This lightly spiced roasted cauliflower salad comes with a quick and easy low fat yogurt dressing. It is a delicious vegetarian dish, perfect as a side or main. Ready in just over 30 minutes!
Preheat the oven to 400 F/ 200 C/ gas mark 6. Chop the cauliflower into similar size chunks, place in a large bowl, season with salt and cayenne pepper, drizzle over 2 tablespoons of oil and stir until thoroughly coated. Arrange in a single layer on top of a baking sheet.
Bake in the centre of the oven for 20-25 minutes, until golden, turning over half way. Remove from the oven and set aside.
While the cauliflower is roasting make the dressing. Combine all the dressing ingredients and stir thoroughly until smooth (add a splash of water to loosen the consistency if needed).

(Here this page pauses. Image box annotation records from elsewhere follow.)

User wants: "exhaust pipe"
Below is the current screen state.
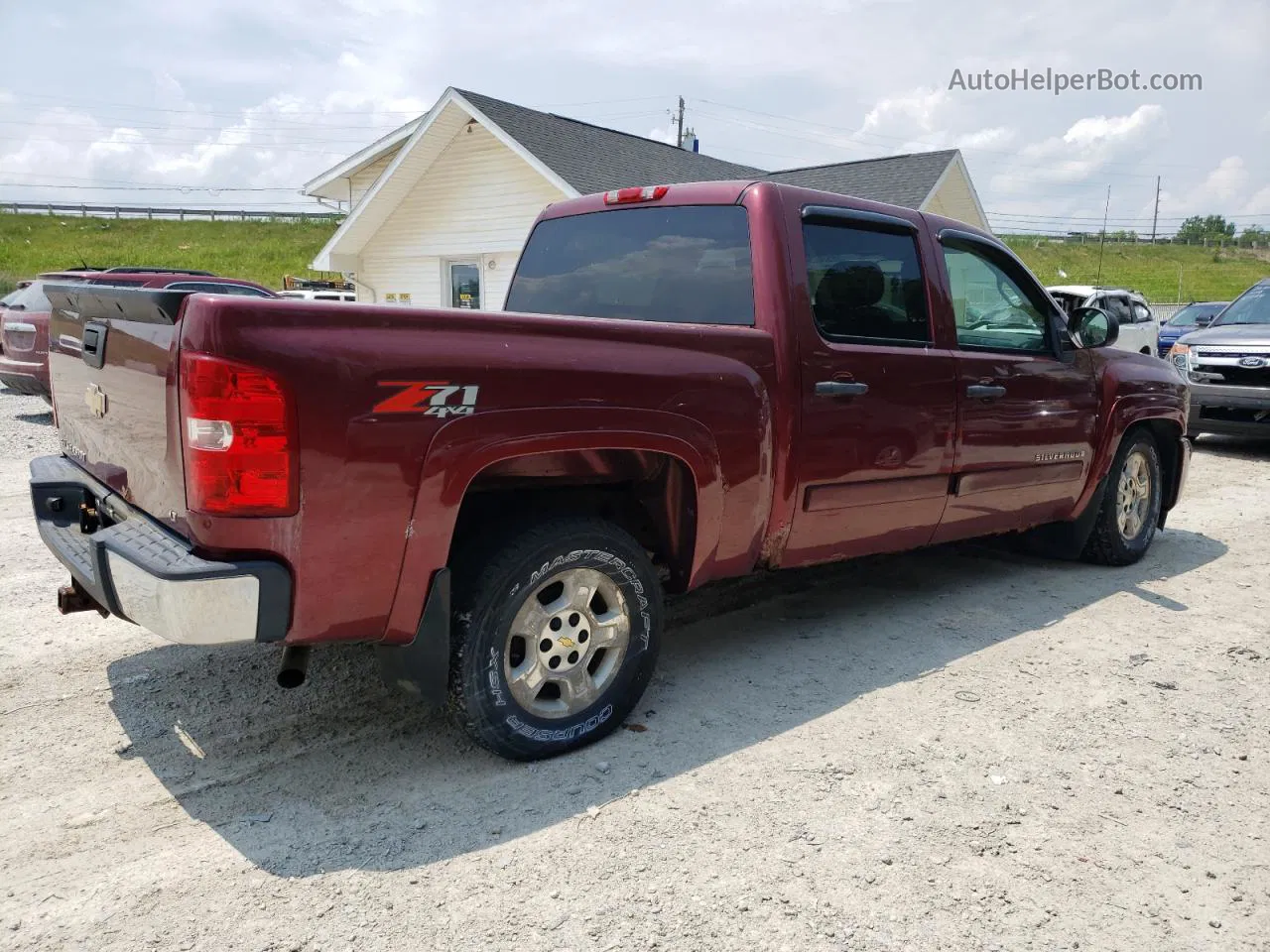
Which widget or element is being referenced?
[278,645,309,690]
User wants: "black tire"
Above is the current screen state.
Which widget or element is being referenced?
[1080,430,1163,565]
[449,517,663,761]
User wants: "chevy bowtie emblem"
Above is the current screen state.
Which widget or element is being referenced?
[83,384,108,418]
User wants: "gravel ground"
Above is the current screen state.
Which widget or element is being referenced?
[0,395,1270,952]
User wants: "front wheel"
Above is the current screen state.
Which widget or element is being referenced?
[1080,430,1163,565]
[449,517,662,761]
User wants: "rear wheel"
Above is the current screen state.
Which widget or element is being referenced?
[1080,430,1163,565]
[449,517,662,761]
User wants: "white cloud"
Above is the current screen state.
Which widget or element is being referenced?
[0,0,1270,236]
[1239,185,1270,216]
[990,105,1169,194]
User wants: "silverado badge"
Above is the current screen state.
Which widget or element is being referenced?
[83,384,108,418]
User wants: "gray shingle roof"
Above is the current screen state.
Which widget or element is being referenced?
[454,89,766,195]
[765,149,956,208]
[454,89,956,208]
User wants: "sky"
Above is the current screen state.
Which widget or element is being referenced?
[0,0,1270,234]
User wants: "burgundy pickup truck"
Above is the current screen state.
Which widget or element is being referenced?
[31,181,1190,759]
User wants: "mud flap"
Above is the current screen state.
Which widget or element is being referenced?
[1021,477,1107,559]
[375,568,449,707]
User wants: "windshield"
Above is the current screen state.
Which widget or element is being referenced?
[1169,303,1225,327]
[1209,281,1270,327]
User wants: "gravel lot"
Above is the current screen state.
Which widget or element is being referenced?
[0,394,1270,952]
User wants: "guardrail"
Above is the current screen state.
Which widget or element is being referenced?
[0,202,344,222]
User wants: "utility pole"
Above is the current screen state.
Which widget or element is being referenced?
[1151,176,1160,244]
[1093,185,1111,285]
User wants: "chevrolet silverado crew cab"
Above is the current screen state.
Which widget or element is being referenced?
[1170,278,1270,436]
[31,181,1190,759]
[1047,285,1160,354]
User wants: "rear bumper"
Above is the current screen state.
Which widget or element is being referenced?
[1187,382,1270,436]
[31,456,291,645]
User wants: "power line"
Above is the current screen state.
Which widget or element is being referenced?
[0,181,300,194]
[988,210,1270,222]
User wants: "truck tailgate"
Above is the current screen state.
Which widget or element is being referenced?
[46,285,190,532]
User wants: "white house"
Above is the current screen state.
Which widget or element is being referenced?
[304,89,988,309]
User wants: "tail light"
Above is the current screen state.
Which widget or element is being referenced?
[604,185,671,204]
[181,353,299,516]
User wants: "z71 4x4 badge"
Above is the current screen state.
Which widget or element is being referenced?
[375,380,480,418]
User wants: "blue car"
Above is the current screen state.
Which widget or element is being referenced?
[1157,300,1230,357]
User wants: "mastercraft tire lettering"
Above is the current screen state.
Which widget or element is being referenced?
[450,517,662,761]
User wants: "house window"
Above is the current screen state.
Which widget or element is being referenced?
[449,262,480,311]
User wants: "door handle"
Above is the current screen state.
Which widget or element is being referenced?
[816,380,869,396]
[965,384,1006,400]
[80,321,109,369]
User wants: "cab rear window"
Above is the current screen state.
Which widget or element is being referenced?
[505,205,754,326]
[5,281,52,312]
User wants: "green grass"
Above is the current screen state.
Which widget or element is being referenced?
[1006,235,1270,303]
[0,213,335,294]
[0,213,1270,302]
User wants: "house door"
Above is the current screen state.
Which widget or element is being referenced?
[449,262,480,311]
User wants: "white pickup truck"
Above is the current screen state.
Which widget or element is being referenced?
[1045,285,1160,354]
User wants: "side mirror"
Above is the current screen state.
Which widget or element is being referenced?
[1068,307,1120,348]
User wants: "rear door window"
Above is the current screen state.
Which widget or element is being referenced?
[803,222,931,344]
[9,281,54,313]
[164,281,231,295]
[505,205,754,325]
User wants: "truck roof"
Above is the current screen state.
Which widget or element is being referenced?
[1045,285,1140,298]
[541,178,997,240]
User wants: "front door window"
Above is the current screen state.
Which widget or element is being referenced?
[449,262,480,311]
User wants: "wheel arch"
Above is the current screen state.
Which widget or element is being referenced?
[384,408,724,644]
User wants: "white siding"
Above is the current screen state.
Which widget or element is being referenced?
[362,124,564,309]
[343,149,401,204]
[357,251,518,311]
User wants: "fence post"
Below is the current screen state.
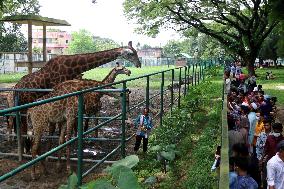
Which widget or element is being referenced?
[178,67,181,108]
[15,91,23,161]
[77,94,84,186]
[121,82,126,158]
[194,68,196,86]
[191,64,196,86]
[183,66,188,97]
[171,69,175,114]
[146,76,150,108]
[160,72,165,127]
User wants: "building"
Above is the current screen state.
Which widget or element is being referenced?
[137,48,163,58]
[33,29,71,54]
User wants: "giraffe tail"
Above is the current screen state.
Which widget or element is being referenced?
[27,111,33,136]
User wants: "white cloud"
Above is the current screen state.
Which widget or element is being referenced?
[33,0,178,46]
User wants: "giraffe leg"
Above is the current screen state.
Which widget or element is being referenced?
[31,135,41,180]
[56,123,66,171]
[94,111,99,138]
[7,116,14,142]
[66,119,75,173]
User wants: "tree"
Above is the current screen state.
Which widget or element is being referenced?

In a large bowl combine the roasted cauliflower (warm or cooled) with the dressing. Scatter over the pomegranate seeds and cilantro, stir, adjust the seasoning if needed and serve.
Notes
Cauliflower: Chop the cauliflower into large chunks or smaller pieces if you prefer (but use either one or the other). Use a large baking sheet to ensure the cauliflower pieces have plenty of room to roast evenly.
Herbs: I used cilantro but parsley, chives, tarragon or thai basil would work well too.
Spices: I used cumin and turmeric but you could add ground coriander or some garam masala. Alternatively use your favourite curry powder instead.
Adjust the amount of water to get the consistency you want (depending on personal preference and the consistency of your yogurt you may not need to add any water).
Serving: This roasted cauliflower salad can be enjoyed warm or chilled. If you are planning to serve it chilled it's absolutely fine to roast the cauliflower ahead. Just refrigerate it, covered (for up to 2 days), until you are ready to use it. If you are serving it hot combine it with the dressing and pomegranate straight from the oven.
Dressing: The simple yogurt dressing can also be made ahead and refrigerated (for up to 2 days) until you are ready to use it.